For the first time ever, bonds sold by the UK government would average a yield of below zero after the Debt Management Office auctioned £3.75BN of gilts (UK government bonds) for maturity in July 2023, with an average yield of -0.003%.
Investors will receive annual interest of 0.75%, but they paid above face value for the bond so the cash return will be less than they have lent if they hold the debt to maturity.
Considering the now non-existent return on government debt, gilts will appear to be a highly unattractive investment vehicle for foreign investors.
This matters for Sterling as the currency has over decades derived value from the steady demand for UK government debt from international investors; the negative yield now on offer means the currency has lost a significant pillar of support.
Shaun Osborne, Senior FX Strategist at Scotiabank says the Pound's relative underperformance could have "negative rates to blame after the UK today sold bonds at a negative yield for the first time ever".

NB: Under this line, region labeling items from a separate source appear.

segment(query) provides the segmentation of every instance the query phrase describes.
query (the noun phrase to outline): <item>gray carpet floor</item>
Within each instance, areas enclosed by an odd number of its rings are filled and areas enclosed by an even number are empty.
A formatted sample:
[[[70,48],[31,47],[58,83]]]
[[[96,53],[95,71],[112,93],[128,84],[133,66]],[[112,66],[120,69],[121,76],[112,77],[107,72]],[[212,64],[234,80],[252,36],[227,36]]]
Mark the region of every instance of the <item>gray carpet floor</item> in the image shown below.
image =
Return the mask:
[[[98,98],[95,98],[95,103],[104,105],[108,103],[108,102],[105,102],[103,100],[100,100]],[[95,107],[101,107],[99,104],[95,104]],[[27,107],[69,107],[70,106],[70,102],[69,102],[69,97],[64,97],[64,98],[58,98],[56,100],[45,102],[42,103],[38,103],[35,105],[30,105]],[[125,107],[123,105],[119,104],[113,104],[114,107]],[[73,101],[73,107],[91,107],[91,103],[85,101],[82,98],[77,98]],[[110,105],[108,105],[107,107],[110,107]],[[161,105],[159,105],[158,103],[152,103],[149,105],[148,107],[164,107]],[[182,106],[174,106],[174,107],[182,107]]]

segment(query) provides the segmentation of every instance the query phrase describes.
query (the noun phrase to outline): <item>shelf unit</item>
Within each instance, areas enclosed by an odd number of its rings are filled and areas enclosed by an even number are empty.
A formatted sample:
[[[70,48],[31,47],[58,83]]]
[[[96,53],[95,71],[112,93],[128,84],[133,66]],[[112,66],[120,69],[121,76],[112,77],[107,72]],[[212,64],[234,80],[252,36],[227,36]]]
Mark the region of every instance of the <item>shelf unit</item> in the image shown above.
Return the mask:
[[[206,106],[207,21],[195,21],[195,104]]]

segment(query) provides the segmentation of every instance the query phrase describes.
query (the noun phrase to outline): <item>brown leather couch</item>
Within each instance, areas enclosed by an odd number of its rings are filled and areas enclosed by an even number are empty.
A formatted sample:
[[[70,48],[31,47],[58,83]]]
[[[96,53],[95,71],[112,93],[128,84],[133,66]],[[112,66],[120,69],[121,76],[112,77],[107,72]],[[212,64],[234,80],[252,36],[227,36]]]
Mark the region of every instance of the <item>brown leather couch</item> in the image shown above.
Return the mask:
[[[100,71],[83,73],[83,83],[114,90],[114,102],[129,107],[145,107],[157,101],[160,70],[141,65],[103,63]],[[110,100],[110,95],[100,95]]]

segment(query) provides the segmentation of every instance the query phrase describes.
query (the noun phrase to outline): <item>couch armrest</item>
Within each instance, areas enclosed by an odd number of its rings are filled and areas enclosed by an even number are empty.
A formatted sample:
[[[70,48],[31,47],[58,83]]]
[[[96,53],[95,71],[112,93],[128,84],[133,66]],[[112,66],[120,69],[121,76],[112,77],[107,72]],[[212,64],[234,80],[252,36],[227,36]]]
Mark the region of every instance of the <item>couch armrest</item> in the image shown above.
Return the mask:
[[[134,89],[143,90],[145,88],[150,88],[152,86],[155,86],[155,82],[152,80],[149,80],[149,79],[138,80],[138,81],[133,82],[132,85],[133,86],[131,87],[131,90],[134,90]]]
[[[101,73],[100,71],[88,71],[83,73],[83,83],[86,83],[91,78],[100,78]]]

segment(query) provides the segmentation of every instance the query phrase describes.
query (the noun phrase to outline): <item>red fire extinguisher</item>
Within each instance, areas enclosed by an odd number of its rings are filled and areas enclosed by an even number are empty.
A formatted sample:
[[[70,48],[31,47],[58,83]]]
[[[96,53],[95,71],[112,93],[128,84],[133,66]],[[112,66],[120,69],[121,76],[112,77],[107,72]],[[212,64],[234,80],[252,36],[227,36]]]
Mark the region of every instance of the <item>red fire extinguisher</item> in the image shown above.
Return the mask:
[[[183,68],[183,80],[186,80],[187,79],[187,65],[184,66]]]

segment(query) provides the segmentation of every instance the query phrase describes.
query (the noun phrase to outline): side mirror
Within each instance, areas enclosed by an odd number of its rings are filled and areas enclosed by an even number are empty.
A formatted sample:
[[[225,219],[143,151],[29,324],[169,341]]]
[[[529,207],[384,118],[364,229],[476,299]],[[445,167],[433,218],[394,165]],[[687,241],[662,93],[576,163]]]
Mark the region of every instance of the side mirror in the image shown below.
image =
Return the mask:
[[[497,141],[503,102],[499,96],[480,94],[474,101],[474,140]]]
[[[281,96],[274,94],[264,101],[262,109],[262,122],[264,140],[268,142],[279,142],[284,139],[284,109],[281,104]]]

The Pound-to-Euro exchange rate reversed recent gains and fell back to 1.1150 as markets grappled with the developments in UK debt markets, but the downside pressure is also aided by a more sustained and broad-based bid for the Euro.

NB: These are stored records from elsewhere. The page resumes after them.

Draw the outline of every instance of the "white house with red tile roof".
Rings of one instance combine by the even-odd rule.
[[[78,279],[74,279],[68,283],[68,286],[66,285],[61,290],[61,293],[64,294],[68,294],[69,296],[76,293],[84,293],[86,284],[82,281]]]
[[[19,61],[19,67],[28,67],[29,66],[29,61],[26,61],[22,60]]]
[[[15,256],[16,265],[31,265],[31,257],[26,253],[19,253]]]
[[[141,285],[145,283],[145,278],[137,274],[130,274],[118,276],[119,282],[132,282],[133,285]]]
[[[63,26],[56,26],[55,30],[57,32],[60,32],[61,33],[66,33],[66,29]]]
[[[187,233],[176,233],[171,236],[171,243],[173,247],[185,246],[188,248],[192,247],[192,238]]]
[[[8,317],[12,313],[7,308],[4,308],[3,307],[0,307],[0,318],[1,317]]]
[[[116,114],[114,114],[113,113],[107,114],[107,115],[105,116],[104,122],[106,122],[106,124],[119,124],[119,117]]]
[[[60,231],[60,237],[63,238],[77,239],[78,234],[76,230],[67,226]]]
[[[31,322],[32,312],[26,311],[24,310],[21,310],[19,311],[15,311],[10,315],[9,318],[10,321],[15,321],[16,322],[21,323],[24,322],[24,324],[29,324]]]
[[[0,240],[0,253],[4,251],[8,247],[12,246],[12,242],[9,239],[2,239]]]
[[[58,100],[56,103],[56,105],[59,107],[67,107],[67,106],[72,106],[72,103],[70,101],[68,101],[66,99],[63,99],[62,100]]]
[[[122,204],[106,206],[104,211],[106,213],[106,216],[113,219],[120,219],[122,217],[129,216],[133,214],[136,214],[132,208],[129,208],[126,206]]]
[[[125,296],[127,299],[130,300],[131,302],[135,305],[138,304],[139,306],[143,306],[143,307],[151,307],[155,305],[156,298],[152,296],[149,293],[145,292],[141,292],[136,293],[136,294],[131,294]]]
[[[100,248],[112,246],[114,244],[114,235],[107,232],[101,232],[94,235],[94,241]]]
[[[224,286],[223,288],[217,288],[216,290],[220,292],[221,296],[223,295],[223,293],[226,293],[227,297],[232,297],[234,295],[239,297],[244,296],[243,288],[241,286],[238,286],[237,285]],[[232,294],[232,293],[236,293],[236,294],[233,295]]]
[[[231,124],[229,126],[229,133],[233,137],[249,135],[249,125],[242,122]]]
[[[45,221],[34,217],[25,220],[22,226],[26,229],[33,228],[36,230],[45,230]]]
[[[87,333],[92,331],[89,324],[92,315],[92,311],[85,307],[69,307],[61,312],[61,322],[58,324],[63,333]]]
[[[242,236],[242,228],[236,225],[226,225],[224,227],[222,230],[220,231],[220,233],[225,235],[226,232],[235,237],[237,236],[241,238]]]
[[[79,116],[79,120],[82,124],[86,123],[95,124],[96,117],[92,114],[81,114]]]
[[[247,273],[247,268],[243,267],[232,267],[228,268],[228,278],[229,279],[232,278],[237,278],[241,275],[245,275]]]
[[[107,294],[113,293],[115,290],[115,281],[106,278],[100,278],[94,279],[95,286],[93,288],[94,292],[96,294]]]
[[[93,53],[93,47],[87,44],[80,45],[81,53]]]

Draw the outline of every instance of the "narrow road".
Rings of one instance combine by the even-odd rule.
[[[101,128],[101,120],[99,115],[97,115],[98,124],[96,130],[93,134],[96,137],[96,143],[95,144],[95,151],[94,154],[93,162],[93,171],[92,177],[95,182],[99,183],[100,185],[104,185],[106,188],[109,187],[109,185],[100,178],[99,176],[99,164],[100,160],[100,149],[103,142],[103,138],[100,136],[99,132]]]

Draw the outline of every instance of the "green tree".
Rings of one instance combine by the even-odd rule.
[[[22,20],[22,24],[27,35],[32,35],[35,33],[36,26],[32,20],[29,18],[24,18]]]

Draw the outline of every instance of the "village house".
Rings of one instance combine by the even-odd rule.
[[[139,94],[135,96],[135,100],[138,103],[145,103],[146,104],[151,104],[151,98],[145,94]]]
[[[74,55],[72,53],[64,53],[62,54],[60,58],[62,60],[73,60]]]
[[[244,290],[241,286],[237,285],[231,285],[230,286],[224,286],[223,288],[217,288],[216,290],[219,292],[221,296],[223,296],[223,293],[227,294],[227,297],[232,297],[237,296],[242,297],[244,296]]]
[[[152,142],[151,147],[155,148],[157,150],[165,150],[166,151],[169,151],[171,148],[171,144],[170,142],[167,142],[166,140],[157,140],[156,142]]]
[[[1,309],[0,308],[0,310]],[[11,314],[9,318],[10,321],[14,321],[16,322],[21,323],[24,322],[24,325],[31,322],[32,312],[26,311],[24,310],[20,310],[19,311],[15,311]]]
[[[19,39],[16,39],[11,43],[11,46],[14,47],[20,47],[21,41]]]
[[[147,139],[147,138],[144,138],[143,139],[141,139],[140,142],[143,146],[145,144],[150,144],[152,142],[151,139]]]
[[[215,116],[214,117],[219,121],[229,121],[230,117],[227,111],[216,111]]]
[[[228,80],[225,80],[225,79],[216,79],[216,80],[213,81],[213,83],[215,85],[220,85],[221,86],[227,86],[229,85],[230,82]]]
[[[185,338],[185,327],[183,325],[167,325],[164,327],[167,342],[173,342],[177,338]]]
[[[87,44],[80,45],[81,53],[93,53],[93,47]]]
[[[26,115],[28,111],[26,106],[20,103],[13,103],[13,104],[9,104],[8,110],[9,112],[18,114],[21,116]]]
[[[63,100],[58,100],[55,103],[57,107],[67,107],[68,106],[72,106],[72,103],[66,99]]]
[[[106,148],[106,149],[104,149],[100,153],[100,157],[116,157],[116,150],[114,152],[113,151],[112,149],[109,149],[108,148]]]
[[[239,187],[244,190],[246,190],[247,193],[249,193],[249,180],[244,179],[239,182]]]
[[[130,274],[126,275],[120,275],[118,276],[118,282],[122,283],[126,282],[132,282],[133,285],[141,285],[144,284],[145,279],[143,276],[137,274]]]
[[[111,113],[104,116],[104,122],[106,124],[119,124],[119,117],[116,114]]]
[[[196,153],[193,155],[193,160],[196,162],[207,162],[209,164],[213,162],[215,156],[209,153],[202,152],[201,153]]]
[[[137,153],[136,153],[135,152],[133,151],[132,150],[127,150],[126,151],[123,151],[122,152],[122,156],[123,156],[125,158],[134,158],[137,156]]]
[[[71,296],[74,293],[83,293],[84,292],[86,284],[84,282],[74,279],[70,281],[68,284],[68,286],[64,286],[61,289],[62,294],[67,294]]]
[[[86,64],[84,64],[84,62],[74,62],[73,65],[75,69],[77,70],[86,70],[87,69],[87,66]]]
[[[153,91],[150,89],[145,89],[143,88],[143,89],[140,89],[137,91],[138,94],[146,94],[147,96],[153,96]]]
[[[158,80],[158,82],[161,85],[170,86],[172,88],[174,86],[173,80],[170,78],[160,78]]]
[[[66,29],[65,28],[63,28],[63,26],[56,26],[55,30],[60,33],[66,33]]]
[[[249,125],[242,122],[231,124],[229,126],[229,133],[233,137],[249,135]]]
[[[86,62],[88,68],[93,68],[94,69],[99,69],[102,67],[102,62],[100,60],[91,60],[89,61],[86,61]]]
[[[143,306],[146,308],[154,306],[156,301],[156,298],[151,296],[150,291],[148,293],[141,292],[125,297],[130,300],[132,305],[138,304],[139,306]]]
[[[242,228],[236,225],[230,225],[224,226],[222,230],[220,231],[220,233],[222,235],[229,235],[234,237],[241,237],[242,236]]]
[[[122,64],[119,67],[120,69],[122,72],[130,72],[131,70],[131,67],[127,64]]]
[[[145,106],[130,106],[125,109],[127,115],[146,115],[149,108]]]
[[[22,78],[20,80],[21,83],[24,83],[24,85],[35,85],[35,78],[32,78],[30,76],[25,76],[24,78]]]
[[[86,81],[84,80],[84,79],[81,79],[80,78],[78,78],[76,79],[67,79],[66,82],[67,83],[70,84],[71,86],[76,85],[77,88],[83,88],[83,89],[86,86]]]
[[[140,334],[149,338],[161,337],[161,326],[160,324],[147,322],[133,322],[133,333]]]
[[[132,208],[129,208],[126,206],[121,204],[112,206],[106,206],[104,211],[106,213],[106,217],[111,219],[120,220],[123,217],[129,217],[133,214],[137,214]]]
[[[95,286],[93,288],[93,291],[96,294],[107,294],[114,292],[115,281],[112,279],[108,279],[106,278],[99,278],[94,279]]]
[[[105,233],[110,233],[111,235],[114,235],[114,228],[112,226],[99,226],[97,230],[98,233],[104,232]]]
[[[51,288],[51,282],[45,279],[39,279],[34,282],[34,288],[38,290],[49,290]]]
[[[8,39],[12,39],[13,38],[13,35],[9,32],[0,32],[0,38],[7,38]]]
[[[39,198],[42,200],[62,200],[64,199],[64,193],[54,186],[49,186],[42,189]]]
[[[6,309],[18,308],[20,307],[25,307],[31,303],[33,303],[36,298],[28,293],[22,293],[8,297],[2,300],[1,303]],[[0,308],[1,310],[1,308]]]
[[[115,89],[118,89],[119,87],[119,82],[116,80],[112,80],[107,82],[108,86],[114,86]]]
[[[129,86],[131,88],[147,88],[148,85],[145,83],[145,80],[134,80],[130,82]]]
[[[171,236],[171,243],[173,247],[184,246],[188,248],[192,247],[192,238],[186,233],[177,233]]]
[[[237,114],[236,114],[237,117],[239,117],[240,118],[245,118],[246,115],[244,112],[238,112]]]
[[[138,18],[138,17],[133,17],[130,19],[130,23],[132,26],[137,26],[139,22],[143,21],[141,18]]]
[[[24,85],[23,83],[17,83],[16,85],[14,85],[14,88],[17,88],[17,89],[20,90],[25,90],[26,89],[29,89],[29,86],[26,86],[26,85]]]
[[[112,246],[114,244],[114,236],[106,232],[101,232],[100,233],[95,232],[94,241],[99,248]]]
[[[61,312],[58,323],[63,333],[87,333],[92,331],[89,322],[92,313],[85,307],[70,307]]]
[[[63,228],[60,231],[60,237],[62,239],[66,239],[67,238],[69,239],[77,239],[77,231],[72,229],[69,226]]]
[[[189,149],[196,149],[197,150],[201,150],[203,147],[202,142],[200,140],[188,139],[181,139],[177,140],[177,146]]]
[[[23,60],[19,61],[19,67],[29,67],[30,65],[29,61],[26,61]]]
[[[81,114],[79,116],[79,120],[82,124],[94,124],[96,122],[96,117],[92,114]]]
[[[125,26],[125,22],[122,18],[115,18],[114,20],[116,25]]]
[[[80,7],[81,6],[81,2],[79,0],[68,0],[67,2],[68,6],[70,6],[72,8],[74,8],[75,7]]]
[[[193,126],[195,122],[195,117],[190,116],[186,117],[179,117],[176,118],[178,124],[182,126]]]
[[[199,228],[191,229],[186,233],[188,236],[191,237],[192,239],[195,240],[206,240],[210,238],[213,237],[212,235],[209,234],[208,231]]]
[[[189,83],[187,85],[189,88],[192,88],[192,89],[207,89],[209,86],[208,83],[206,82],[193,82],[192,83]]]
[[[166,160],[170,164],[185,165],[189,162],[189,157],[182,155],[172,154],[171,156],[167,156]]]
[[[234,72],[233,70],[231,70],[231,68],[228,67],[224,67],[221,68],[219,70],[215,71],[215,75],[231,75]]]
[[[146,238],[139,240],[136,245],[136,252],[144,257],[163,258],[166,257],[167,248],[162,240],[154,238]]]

The Euro has taken on more of a shine since Monday's news that Germany and France would back a new bailout fund for the European Union, valued at €500BN.
For the first time in its history members of the EU looks set to collateralise risk and issue an EU bond to raise money aimed at helping poorer member states recover from the economic effects of the coronacrisis.

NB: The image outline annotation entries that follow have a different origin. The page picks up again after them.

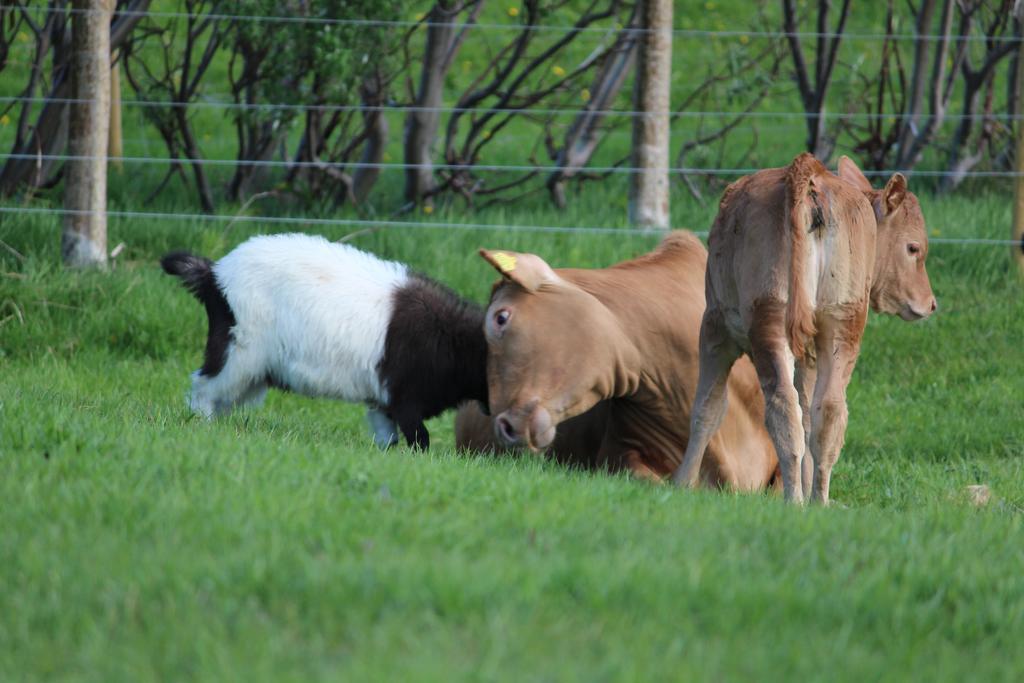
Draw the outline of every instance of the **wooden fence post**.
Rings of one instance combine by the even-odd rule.
[[[106,146],[111,125],[111,11],[75,0],[71,130],[60,254],[72,267],[106,265]]]
[[[1024,0],[1017,0],[1014,5],[1014,14],[1017,17],[1018,39],[1024,35]],[[1024,115],[1024,40],[1017,44],[1017,105],[1014,111],[1018,117]],[[1010,247],[1014,261],[1021,274],[1024,274],[1024,119],[1018,118],[1014,122],[1017,128],[1017,154],[1014,161],[1014,169],[1017,177],[1014,178],[1014,225],[1012,239],[1015,242]]]
[[[672,81],[672,0],[640,0],[640,40],[633,119],[630,222],[669,227],[669,109]]]

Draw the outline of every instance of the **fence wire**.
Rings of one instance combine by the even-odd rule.
[[[671,29],[669,31],[662,29],[645,29],[643,27],[626,27],[626,26],[610,26],[610,27],[579,27],[572,25],[550,25],[550,24],[501,24],[501,23],[476,23],[466,24],[464,22],[430,22],[429,17],[424,14],[421,18],[416,19],[364,19],[364,18],[333,18],[328,16],[296,16],[296,15],[280,15],[280,14],[229,14],[222,12],[197,12],[196,14],[189,14],[188,12],[170,12],[170,11],[151,11],[151,10],[105,10],[105,9],[89,9],[89,8],[65,8],[65,7],[30,7],[22,8],[23,10],[36,11],[40,14],[46,14],[51,12],[65,13],[65,14],[92,14],[92,13],[103,13],[119,16],[142,16],[142,17],[155,17],[155,18],[196,18],[202,17],[203,19],[215,20],[215,22],[249,22],[253,24],[315,24],[321,26],[348,26],[355,28],[397,28],[397,29],[415,29],[421,26],[434,26],[439,28],[451,28],[451,29],[461,29],[468,27],[470,29],[479,29],[484,31],[515,31],[515,32],[529,32],[529,33],[578,33],[578,34],[602,34],[606,35],[608,33],[626,33],[632,35],[646,35],[654,33],[671,33],[675,37],[681,38],[827,38],[827,39],[842,39],[851,41],[881,41],[881,40],[899,40],[899,41],[925,41],[925,42],[939,42],[939,41],[949,41],[951,43],[959,42],[989,42],[989,43],[1019,43],[1022,38],[1019,36],[975,36],[975,35],[943,35],[943,34],[884,34],[884,33],[835,33],[828,31],[742,31],[742,30],[711,30],[711,29]]]
[[[538,232],[562,234],[614,234],[623,238],[662,239],[666,230],[639,230],[631,227],[608,227],[606,225],[532,225],[517,223],[481,223],[442,220],[393,220],[373,218],[304,218],[299,216],[250,216],[246,214],[196,214],[162,213],[156,211],[88,211],[50,207],[9,207],[0,206],[0,214],[14,215],[75,215],[105,213],[108,217],[119,219],[177,220],[214,223],[265,223],[271,225],[306,225],[317,227],[358,227],[358,228],[409,228],[409,229],[454,229],[494,232]],[[688,229],[688,228],[686,228]],[[697,237],[707,238],[708,230],[690,230]],[[941,232],[941,230],[939,230]],[[989,238],[939,238],[928,239],[928,243],[938,245],[974,245],[996,247],[1022,247],[1018,240],[995,240]]]

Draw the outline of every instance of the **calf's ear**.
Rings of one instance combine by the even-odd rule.
[[[860,169],[849,157],[840,157],[839,177],[853,184],[862,193],[871,191],[871,183],[868,182],[867,178],[864,177],[864,174],[860,172]]]
[[[515,283],[527,292],[536,292],[542,285],[559,282],[551,266],[536,254],[481,249],[480,256],[493,265],[502,278]]]
[[[882,190],[882,211],[888,216],[903,204],[906,199],[906,178],[902,173],[894,173],[886,183],[886,188]]]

"The German side abandons its resistance against a joint debt sharing. This about-turn might seem questionable on a regulatory front but as far as the evaluation of the FX market is concerned an important player has changed sides to the camp of all those who do not want to leave all the work to the ECB any longer," says Ulrich Leuchtmann, Head of FX and Commodity Research at Commerzbank.
Leuchtmann says the developments do not yet represent a game changer for the Euro, but this step by European leaders does nevertheless provide an element of support going forward.